Dataset Management¶
The Dataset Management module is a core component of DeepExtension, designed for structured data processing. It supports standardized dataset uploads, versioned management, and end-to-end tracking, providing high-quality data for model training and evaluation.
Key Features¶
- Supports JSONL format datasets
- Handles both single-file and multimodal datasets
- Asynchronous background processing for stable large-file uploads
- Comprehensive validation and error logging
- Coming Soon: Version control (under development)
Note: Currently, only JSONL format is supported.
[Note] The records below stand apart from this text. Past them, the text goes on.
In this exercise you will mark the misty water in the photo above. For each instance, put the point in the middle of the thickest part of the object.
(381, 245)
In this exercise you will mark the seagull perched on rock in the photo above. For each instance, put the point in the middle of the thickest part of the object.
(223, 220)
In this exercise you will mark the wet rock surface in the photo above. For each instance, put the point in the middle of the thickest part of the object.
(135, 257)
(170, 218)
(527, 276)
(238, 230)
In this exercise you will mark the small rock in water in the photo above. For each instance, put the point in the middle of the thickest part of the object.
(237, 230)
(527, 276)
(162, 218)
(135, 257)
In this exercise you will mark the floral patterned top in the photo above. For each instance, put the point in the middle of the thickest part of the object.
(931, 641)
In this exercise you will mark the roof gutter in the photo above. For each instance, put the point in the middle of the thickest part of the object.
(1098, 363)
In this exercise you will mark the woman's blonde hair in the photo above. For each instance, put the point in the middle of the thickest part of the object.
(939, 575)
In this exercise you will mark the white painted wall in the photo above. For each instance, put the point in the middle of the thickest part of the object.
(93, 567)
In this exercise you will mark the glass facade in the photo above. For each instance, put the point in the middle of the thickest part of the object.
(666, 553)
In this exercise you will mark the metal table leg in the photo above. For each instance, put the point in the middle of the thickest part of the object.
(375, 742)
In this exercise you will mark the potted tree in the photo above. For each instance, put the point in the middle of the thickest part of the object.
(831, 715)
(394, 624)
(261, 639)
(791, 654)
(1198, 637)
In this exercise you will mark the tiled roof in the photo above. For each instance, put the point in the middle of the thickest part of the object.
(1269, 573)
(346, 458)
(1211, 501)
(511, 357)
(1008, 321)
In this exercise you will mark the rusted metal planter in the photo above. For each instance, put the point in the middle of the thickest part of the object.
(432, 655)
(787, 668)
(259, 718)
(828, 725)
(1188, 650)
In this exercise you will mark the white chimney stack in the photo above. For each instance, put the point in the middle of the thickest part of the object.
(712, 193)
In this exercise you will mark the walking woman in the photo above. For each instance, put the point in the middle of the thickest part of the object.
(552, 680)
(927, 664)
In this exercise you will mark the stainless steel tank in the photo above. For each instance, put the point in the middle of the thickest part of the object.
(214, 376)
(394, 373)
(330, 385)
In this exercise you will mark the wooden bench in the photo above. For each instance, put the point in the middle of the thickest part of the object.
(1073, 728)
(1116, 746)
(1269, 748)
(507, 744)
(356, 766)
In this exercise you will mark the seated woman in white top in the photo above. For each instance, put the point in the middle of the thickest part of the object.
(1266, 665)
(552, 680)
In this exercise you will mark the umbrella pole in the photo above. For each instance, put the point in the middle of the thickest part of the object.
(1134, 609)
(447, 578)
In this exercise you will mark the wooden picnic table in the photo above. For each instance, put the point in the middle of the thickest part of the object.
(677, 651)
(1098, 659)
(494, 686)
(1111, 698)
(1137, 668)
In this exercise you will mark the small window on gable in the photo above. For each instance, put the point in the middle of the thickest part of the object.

For other formats (JSON/CSV/Parquet), please preprocess using conversion tools. Native support for additional formats is on our roadmap.
Dataset Upload Guide¶
Upload Process¶
- Navigate to Datasets → Click 【Upload Dataset】
-
Select dataset type:
- Single-File Dataset: Standalone JSONL file
- Multimodal Dataset: Folder containing JSONL + images
-
Provide metadata:
- Dataset Name (required)
- Description (recommended for traceability)
-
File selection:
- Single-file: Upload a JSONL file
- Multimodal: Select a properly structured folder
-
Submit (processed asynchronously in the background)
- Check results:
- Success: Preview dataset
- Failure: View detailed error logs
Format Specifications¶
Single-File Dataset¶
- Encoding: UTF-8
-
Structural requirements:
- Each line = valid JSON object
- All objects must match the field structure of the first line
- Empty values (
"") allowed, but fields must exist
-
Technical limits:
- Max 4,000 characters per line
- No empty lines or comments
Multimodal Dataset¶
- Folder structure:
dataset_folder/ ├── metadata.jsonl # Primary data file └── images/ # Associated images - JSONL example:
{ "images": [{"imageId": "sample.jpg"}], "qa": [] } - Image requirements:
- Must reside in the
/imagessubfolder - Filename must exactly match
imageId
- Must reside in the
Note: Please refer to the "Before You Begin" section in Quick Start: Run Your First Training Task for relevant dataset examples.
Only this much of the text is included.